Though there is one species of royal palm native to Florida, the Cuban royal palm, Roystonea regia, is not. Despite this fact, it has managed to establish itself in the Central Florida region. The palm grows up to 75 feet and can handle temperatures as low as 28 degrees F, which is a borderline temperature for the Central Florida area. It needs abundant water and has pinnate, or feather-like fronds. It has a light gray trunk and a green crown shaft near the top.
The date palm, Phoenix dactylifera, is one of the tallest naturally-growing trees in the region and reaches up to 80 feet.
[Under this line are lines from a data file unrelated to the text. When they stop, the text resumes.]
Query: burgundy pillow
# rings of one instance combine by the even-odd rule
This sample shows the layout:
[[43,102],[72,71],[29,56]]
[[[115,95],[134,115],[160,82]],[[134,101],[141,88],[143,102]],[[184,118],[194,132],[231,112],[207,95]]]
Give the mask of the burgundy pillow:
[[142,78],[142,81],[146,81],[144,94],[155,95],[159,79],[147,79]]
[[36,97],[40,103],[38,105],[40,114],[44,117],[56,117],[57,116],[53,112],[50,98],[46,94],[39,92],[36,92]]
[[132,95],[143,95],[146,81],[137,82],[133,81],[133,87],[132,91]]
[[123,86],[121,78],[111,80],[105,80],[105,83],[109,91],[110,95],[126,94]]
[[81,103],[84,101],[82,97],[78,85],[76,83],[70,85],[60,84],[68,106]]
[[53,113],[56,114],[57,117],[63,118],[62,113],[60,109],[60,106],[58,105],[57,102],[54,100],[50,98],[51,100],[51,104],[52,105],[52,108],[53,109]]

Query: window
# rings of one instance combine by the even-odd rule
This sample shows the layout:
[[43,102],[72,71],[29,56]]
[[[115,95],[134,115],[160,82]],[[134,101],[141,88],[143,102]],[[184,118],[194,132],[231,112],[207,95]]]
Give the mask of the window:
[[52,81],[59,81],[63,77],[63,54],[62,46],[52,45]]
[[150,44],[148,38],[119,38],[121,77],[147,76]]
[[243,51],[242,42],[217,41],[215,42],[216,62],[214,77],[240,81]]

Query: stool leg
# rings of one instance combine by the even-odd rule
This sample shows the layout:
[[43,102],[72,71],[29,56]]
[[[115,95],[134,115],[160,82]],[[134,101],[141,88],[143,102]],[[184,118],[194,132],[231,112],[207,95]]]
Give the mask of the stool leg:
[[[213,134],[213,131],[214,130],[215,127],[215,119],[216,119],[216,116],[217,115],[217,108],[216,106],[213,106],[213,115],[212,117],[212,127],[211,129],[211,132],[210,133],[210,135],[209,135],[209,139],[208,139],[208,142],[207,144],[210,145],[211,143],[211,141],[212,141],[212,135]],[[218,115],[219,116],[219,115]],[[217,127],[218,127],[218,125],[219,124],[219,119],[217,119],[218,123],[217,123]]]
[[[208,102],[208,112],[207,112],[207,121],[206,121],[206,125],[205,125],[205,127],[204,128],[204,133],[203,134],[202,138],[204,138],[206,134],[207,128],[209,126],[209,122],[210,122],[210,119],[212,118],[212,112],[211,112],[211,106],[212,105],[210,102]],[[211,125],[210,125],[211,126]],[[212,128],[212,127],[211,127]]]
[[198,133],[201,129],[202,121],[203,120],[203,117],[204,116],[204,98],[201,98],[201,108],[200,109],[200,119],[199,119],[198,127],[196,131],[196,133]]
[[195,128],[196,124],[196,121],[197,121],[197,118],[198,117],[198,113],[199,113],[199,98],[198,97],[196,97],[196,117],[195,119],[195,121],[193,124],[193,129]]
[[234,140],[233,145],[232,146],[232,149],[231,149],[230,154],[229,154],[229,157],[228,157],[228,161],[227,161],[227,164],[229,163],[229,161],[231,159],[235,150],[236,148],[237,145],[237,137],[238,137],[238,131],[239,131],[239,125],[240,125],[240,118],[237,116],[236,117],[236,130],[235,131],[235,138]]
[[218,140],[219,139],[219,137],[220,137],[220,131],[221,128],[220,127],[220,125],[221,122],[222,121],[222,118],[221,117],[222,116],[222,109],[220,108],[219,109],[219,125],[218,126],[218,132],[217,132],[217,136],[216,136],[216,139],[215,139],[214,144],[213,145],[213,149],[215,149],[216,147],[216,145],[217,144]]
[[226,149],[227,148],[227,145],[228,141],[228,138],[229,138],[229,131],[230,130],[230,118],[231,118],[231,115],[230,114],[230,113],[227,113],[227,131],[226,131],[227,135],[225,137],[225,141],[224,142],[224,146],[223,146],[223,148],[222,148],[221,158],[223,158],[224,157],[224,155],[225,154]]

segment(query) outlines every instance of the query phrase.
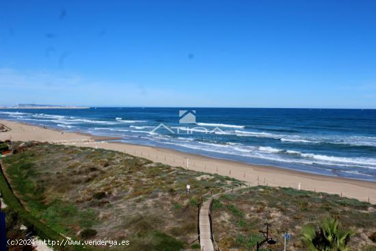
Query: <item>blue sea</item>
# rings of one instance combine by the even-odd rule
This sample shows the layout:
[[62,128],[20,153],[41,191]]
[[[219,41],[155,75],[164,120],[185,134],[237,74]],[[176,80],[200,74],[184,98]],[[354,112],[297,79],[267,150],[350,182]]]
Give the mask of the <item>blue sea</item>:
[[[179,123],[182,109],[196,111],[196,124]],[[0,118],[216,158],[376,181],[374,109],[3,109]]]

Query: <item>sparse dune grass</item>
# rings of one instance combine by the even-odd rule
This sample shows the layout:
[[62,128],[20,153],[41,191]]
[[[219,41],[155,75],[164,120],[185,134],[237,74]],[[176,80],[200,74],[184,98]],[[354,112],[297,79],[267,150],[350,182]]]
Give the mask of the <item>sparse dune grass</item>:
[[[278,241],[274,249],[283,249],[283,235],[288,232],[292,236],[288,250],[306,250],[301,241],[301,228],[317,224],[328,215],[338,218],[345,228],[355,230],[350,242],[353,250],[375,248],[367,237],[376,230],[376,206],[357,200],[293,188],[258,186],[223,194],[212,209],[215,238],[225,250],[226,247],[254,249],[262,237],[258,230],[265,222],[271,224],[271,236]],[[228,228],[226,233],[221,230],[224,227]]]
[[85,239],[130,240],[129,250],[189,248],[197,237],[200,196],[241,183],[103,149],[28,143],[24,150],[3,163],[34,217],[77,239],[90,229],[96,234]]

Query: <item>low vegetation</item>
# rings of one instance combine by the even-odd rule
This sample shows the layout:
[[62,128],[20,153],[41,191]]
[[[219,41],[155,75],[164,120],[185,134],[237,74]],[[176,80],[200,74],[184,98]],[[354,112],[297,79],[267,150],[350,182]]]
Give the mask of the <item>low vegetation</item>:
[[[371,240],[376,230],[376,206],[357,200],[259,186],[223,194],[212,208],[213,234],[224,251],[254,250],[257,241],[263,239],[258,230],[265,230],[265,222],[271,224],[270,234],[277,241],[273,250],[283,250],[284,235],[288,233],[288,250],[315,250],[310,238],[314,243],[327,243],[320,235],[322,232],[316,231],[321,229],[328,239],[340,240],[338,242],[342,248],[317,250],[343,251],[347,250],[346,247],[357,251],[376,250]],[[224,232],[225,228],[227,230]],[[327,232],[336,234],[328,236]]]
[[[31,142],[18,150],[18,146],[3,159],[22,203],[10,204],[24,209],[23,217],[35,219],[53,239],[62,234],[129,240],[126,249],[137,251],[189,248],[197,238],[200,196],[213,187],[241,184],[116,151]],[[10,194],[5,197],[16,200]]]

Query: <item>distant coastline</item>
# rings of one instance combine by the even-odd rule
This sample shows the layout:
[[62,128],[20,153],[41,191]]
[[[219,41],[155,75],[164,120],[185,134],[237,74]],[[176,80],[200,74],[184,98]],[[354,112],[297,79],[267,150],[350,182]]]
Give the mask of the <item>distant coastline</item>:
[[49,107],[1,107],[3,109],[90,109],[89,107],[78,107],[78,106],[49,106]]
[[15,106],[0,107],[0,109],[89,109],[90,107],[75,105],[19,104]]

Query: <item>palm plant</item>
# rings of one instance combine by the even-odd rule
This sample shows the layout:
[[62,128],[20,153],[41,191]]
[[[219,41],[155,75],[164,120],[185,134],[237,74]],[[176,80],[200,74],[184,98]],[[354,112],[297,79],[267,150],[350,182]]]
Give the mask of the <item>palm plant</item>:
[[320,226],[306,226],[301,231],[303,241],[311,251],[348,251],[350,238],[353,235],[351,230],[343,229],[338,220],[326,217]]

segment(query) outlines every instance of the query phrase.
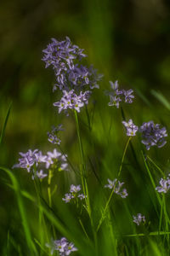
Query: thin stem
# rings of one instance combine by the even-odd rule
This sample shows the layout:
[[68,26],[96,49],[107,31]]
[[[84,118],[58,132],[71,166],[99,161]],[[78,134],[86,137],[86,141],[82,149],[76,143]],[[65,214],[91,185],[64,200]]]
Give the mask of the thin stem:
[[117,184],[118,178],[119,178],[119,177],[120,177],[120,175],[121,175],[121,172],[122,172],[122,165],[123,165],[125,154],[126,154],[127,148],[128,148],[128,144],[129,144],[129,142],[130,142],[131,138],[132,138],[132,137],[129,137],[129,138],[128,138],[128,142],[127,142],[127,143],[126,143],[126,146],[125,146],[125,148],[124,148],[124,151],[123,151],[123,154],[122,154],[122,161],[121,161],[121,166],[120,166],[120,168],[119,168],[119,172],[118,172],[118,174],[117,174],[117,179],[116,179],[116,182],[115,183],[114,188],[113,188],[112,190],[111,190],[111,193],[110,193],[110,197],[109,197],[109,199],[108,199],[106,204],[105,204],[105,209],[104,209],[104,211],[103,211],[101,218],[100,218],[99,223],[98,227],[97,227],[97,232],[98,232],[98,230],[99,230],[99,228],[100,228],[100,226],[101,226],[101,224],[102,224],[102,223],[103,223],[105,218],[105,212],[106,212],[107,208],[108,208],[108,207],[109,207],[110,201],[110,200],[111,200],[111,198],[112,198],[113,193],[115,192],[115,188],[116,188],[116,184]]
[[85,185],[84,185],[84,170],[83,170],[83,150],[82,150],[82,139],[80,136],[80,126],[78,122],[78,116],[77,113],[75,110],[75,119],[76,119],[76,131],[77,131],[77,137],[78,137],[78,143],[79,143],[79,148],[80,148],[80,157],[81,157],[81,167],[80,167],[80,174],[82,178],[82,190],[85,195],[85,201],[87,205],[87,200],[86,200],[86,190],[85,190]]
[[79,122],[78,122],[77,113],[76,110],[74,111],[74,113],[75,113],[75,119],[76,119],[76,125],[78,143],[79,143],[79,148],[80,148],[80,155],[81,155],[80,174],[81,174],[81,178],[82,178],[82,190],[83,190],[83,193],[85,195],[86,207],[87,207],[87,210],[88,210],[88,215],[90,218],[91,225],[92,225],[92,227],[94,227],[94,223],[93,223],[93,219],[92,219],[92,214],[91,214],[91,207],[90,207],[88,183],[87,183],[86,177],[84,177],[84,172],[85,172],[84,155],[83,155],[82,139],[81,139],[81,136],[80,136],[80,126],[79,126]]
[[52,200],[51,200],[51,179],[53,177],[52,170],[48,171],[48,202],[49,202],[49,207],[52,207]]
[[162,228],[162,212],[163,212],[163,199],[162,200],[162,206],[161,206],[161,213],[160,213],[160,220],[159,220],[159,230],[158,230],[159,235],[160,235],[160,231],[161,231],[161,228]]

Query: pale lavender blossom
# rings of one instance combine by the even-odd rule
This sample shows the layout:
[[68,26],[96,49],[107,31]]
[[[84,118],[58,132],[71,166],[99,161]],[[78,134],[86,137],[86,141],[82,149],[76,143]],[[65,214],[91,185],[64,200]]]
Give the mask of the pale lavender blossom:
[[81,190],[81,185],[75,186],[73,184],[71,185],[70,193],[65,195],[65,198],[62,198],[65,203],[70,202],[71,199],[79,198],[81,201],[85,199],[85,195],[83,194],[79,194],[78,192]]
[[[39,172],[37,172],[35,173],[35,175],[36,175],[39,179],[42,179],[42,178],[44,178],[45,177],[48,176],[48,174],[47,174],[47,173],[44,173],[42,170],[40,170]],[[32,176],[32,179],[34,179],[34,178],[35,178],[34,176]]]
[[132,119],[129,119],[128,122],[122,121],[123,125],[127,129],[127,136],[135,136],[138,131],[138,126],[133,123]]
[[80,108],[84,106],[84,104],[88,103],[88,98],[90,96],[90,91],[87,90],[84,93],[82,91],[80,95],[76,95],[74,90],[70,91],[63,90],[63,96],[60,102],[54,102],[54,106],[59,108],[59,113],[61,111],[68,112],[68,109],[75,109],[80,112]]
[[160,186],[156,188],[156,190],[157,190],[157,192],[159,193],[167,193],[170,189],[170,178],[169,178],[170,174],[168,174],[168,177],[167,177],[167,179],[165,178],[161,178],[159,183]]
[[53,152],[48,151],[47,153],[46,169],[48,169],[51,165],[54,164],[57,165],[55,167],[57,167],[59,171],[67,170],[68,164],[66,162],[66,156],[57,151],[56,148],[54,148]]
[[142,216],[141,213],[138,213],[137,216],[133,215],[133,222],[139,226],[141,223],[144,224],[145,223],[145,217]]
[[38,149],[35,149],[34,151],[29,149],[26,153],[20,152],[19,154],[22,156],[22,158],[19,159],[19,164],[16,164],[13,166],[13,168],[22,168],[26,169],[28,172],[30,172],[31,166],[37,161],[37,154]]
[[132,95],[132,93],[133,92],[133,90],[132,89],[125,90],[123,90],[123,94],[125,96],[125,102],[126,103],[132,103],[133,102],[133,99],[134,98],[134,96]]
[[77,185],[77,186],[75,186],[75,185],[71,185],[71,189],[70,189],[70,192],[71,193],[77,193],[81,190],[81,186],[80,185]]
[[[85,199],[84,194],[79,194],[79,195],[77,195],[77,197],[80,198],[80,200]],[[86,195],[86,197],[87,197],[87,195]]]
[[50,249],[50,254],[53,255],[54,252],[56,250],[55,241],[51,238],[50,242],[46,242],[45,246]]
[[[68,164],[66,155],[62,154],[57,151],[56,148],[53,152],[47,152],[43,155],[42,151],[35,149],[34,151],[29,149],[26,153],[20,153],[22,158],[19,159],[19,164],[16,164],[13,168],[26,169],[28,172],[31,171],[36,173],[40,179],[46,177],[43,174],[42,169],[48,169],[49,167],[58,169],[58,171],[67,171]],[[52,165],[54,165],[52,166]]]
[[69,242],[65,237],[54,241],[55,250],[57,250],[61,256],[70,255],[71,253],[77,251],[77,248],[72,242]]
[[124,102],[125,103],[132,103],[134,96],[133,95],[133,90],[119,90],[118,81],[115,83],[109,81],[111,88],[111,91],[105,91],[105,94],[110,96],[109,106],[116,106],[119,108],[120,102]]
[[123,189],[121,191],[121,189],[122,189],[122,185],[124,184],[124,183],[121,183],[119,180],[117,180],[117,178],[114,179],[113,181],[111,181],[109,178],[107,180],[108,180],[109,183],[105,185],[105,188],[109,188],[110,189],[114,189],[114,193],[121,195],[122,198],[126,198],[128,195],[126,189]]
[[122,102],[122,99],[116,96],[113,96],[110,95],[110,102],[108,103],[108,106],[116,106],[116,108],[119,108],[119,102]]
[[57,88],[60,90],[74,89],[79,92],[82,87],[86,88],[85,90],[99,88],[101,75],[97,74],[93,66],[88,68],[79,64],[82,58],[87,56],[82,51],[73,45],[68,37],[64,41],[52,38],[52,43],[42,51],[42,61],[46,67],[52,66],[54,70],[56,83],[54,90]]
[[62,200],[65,201],[65,203],[68,203],[71,201],[72,198],[74,198],[74,196],[72,196],[72,195],[69,193],[69,194],[65,194],[65,197],[62,198]]
[[143,123],[139,128],[139,132],[141,132],[143,138],[141,143],[145,145],[147,150],[152,146],[162,148],[167,143],[165,140],[165,137],[167,137],[166,128],[160,128],[160,125],[154,124],[153,121]]
[[63,131],[62,125],[59,125],[57,127],[52,126],[51,132],[48,131],[48,142],[53,144],[60,144],[61,140],[57,137],[60,131]]

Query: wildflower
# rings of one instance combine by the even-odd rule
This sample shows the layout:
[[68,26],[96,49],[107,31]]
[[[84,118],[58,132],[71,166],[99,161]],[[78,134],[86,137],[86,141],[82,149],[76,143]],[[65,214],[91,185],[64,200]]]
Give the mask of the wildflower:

Originally, this tree was located in the area of North Africa and throughout the Arabian Peninsula. As such, it requires slightly less water than the royal palm and can withstand temperatures as low as 18 degrees F, which makes it much more comfortable in the Central Florida region. It has pinnate fronds with no crown shaft.
The other naturalized palm tree in the Central Florida area is the coconut palm, Cocos nucifera. It can grow up to 75 feet, but often grows much shorter than that because of its tendency to have a curved trunk. Most coconut palms can withstand temperatures down to 30 degrees F, but some can go as low as 26 degrees F. Though the origin of the coconut palm is not known, it is considered highly unlikely to have evolved in the Central Florida region, as it thrives better in more tropical locations. This tree also has pinnate fronds.
The sabal palm, sabal palmetto, can grow up to 80 feet. The tree's fronds, called palmate, tend to resemble a fan and seemingly come from a single point on the branch. They are also more rigid than pinnate fronds. The sabal palm can withstand temperatures of 10 to 12 degrees F, and prefers full sun or light shade.
The saw palmetto, Serenoa repens, is one of the smaller palm plants in the area. Most of its trunk structure is located underground. It only reaches a maximum height of approximately 8 feet, and many are much smaller than that. It can tolerate temperatures down to 19 degrees F and prefers full sunlight.